Traditionally, peat is burned to dry out barley which has been wetted to make it start germinating. When barley germinates, it changes the complex sugars into simple sugars that can be used by the plant to grow. The germination process needs to stop, otherwise the barley grains will end up as barley plants. Peat is burned to heat up and dry out the barley grains, which retains the simple sugars,and halts the growth of the barley. These simple sugars are called malts, and the process is called malting and from fermenting these sugars and distilling them, whisky is made.
The flavours imparted into the whisky in this process are left over from the smoke that permeates the barley grains. The flavours maybe from peat or from the burning of the peat which is referred to as smoke. These flavours are distinctly different, but often occur together. The smoke flavour is like the smoke you will smell on a cold winters night, when people have their fire places lit, or a good old camp fire, wood fired bbq, or pizza oven. It can also be thought of in terms of smoked meats, so you will often hear of smokey whiskies having bacon type flavours.

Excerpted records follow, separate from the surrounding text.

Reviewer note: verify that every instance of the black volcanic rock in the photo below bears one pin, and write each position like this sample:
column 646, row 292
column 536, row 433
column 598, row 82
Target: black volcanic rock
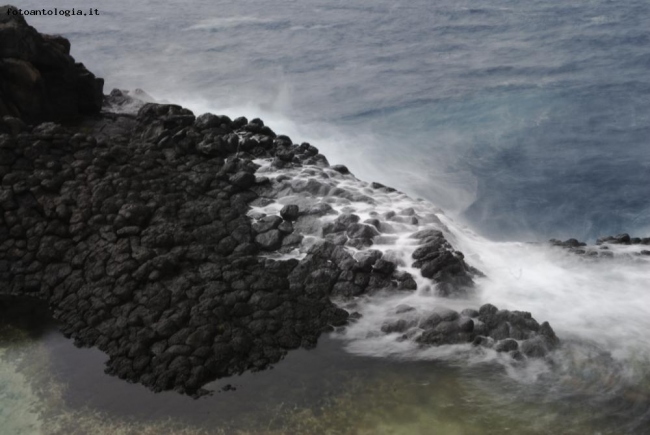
column 134, row 229
column 39, row 80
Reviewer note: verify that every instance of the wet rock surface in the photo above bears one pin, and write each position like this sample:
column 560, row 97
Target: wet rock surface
column 39, row 80
column 139, row 231
column 607, row 246
column 513, row 332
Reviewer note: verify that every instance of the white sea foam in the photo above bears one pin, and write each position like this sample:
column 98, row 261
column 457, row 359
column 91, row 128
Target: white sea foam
column 600, row 300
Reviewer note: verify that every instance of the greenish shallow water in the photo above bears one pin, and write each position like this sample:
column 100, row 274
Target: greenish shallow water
column 47, row 386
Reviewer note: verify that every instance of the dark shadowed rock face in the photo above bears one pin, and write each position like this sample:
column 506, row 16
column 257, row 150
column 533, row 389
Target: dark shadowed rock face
column 39, row 80
column 135, row 230
column 513, row 332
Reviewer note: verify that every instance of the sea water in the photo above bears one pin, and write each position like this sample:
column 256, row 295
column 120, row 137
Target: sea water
column 515, row 122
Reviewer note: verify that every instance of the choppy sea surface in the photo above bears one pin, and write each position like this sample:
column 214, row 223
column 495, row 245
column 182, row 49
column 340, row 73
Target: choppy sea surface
column 521, row 120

Peat can be found independently of smoke when the water used for the whisky comes from a spring that has come through peat. It is most usually found alongside smoke flavours rather than in isolation (as very few – if any – distilleries still use natural spring water). Peat smells like fresh compost, or rotten vegetables, but more pleasant. Often described as an ‘earthy’ flavour – it can be an acquired taste and like many acquired taste it is loved by it fans, and often misunderstood by it’s detractors.